Elektriğin mucidi Edison’un nasıl bir şahsiyet olduğu, nasıl bir hayat tarzı sürdürdüğü de bilinmemektedir. Fakat bugün, bir saat elektrik kesintisine dayanılmaz, feryat edilir. Dinî ve millî değerlerimize nasıl baktığı bilinmeyen zatların veciz sözleri baş tacı edilir. Hattâ bu değerlerimizi aşağılayan, nicelerinin sözleri güzel bulunup alınabiliyor, kamu oyunun nazarına sunulabiliyor.

İşte yad-yabancı demeden ilminden, sözlerinden sitayişle bahsederken, kendi memleketimizin bağrından çıkan âlimlerimizin ilimlerinden, bilim adamlarımızın eserlerinden yüz çevirmeyi kendime ihanet sayarım. Bu nedenle, öncelikle ve çoğunlukla kendi yazarlarımızın kitaplarını okumaya çalışırım. Temelini sağlam atabilmiş olan her insan, her kitaptan rahatlıkla istifade edebileceği, faydalı bilgiler bulabilecektir.
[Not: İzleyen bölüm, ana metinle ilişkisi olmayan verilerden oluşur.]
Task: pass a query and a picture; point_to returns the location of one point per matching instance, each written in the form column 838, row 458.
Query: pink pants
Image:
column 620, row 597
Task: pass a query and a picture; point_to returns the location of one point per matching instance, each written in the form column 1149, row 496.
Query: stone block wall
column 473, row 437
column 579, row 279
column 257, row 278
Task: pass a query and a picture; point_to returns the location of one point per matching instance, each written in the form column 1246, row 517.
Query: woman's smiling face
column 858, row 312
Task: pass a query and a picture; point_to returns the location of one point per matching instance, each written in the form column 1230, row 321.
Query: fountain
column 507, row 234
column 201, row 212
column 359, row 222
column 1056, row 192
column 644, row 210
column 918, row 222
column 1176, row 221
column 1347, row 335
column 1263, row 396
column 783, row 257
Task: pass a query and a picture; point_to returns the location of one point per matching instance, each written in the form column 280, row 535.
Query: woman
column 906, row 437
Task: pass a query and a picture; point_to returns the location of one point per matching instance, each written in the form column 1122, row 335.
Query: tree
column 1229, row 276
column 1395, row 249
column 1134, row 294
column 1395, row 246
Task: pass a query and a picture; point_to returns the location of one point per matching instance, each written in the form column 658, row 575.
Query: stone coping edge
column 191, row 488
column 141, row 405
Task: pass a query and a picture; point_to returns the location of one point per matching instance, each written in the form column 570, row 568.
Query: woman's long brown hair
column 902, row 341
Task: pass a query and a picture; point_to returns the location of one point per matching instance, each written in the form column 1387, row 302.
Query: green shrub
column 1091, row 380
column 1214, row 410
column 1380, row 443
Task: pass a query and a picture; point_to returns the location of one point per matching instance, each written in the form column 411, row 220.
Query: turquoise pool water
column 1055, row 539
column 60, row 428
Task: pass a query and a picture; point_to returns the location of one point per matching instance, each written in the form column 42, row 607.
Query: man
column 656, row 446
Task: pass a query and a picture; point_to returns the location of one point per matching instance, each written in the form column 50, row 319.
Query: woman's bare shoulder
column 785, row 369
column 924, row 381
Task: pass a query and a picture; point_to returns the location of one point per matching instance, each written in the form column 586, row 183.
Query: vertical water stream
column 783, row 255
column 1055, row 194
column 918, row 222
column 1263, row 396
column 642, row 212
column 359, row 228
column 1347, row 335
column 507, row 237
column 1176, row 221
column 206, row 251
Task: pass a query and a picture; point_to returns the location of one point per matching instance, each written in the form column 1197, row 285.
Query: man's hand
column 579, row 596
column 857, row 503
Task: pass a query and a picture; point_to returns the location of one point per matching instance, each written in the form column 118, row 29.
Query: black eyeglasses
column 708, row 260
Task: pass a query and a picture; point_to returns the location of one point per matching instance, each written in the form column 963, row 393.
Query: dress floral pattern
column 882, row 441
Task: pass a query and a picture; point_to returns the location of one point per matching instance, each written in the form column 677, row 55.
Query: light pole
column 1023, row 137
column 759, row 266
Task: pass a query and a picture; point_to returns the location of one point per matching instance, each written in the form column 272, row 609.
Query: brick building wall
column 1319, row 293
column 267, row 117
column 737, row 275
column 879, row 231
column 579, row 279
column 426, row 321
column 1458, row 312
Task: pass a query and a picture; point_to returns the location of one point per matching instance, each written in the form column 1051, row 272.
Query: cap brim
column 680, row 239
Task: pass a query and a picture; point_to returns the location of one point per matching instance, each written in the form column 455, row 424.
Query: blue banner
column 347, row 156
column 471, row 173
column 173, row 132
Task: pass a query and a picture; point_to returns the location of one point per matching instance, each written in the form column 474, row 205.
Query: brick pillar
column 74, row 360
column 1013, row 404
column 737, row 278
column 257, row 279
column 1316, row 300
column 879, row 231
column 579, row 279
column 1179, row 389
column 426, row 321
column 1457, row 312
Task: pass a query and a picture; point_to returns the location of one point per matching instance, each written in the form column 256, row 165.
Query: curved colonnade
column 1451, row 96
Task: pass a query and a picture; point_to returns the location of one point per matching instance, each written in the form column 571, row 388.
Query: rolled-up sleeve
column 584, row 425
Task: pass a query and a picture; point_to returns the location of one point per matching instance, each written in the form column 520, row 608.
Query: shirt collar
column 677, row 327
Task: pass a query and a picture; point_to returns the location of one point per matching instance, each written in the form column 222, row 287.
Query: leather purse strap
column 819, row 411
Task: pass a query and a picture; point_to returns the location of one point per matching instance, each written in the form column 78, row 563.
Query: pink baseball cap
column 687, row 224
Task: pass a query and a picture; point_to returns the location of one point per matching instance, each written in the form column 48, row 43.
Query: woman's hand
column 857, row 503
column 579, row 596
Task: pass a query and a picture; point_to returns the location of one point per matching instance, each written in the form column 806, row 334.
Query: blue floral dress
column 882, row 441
Eskiden okuyacak kitap bulamazken, şimdi okumaya ayıracak zaman bulamıyoruz. Doğal olarak her kitabı okumak istesek de, buna ömrümüz yetmeyecektir. Arı, bal yapmak için her çiçeği dolaşmaktadır. Okumak için, yazarının ya da kitabın ne olduğundan ziyade, ilgi çeken faydalı bilgiler ihtiva ediyor olmasıdır. İstifade edilebilecek ve çevre insanlarının istifadesine sunulabilecek bilgilerin özümlenmesi gerekir.

Bazı meyveler vitamin deposudur. Hem leziz, hem de yenecek kısımları fazladır. Fakat çekirdeği fazladır diye, keçiboynuzunu çöpe atamam. Ondan da alınabilecek lezzetin yanı sıra, mutlaka bünyenin ihtiyaç duyduğu bir vitamine de sahiptir. İnsan okumalı ve kömürden elması seçebilmelidir.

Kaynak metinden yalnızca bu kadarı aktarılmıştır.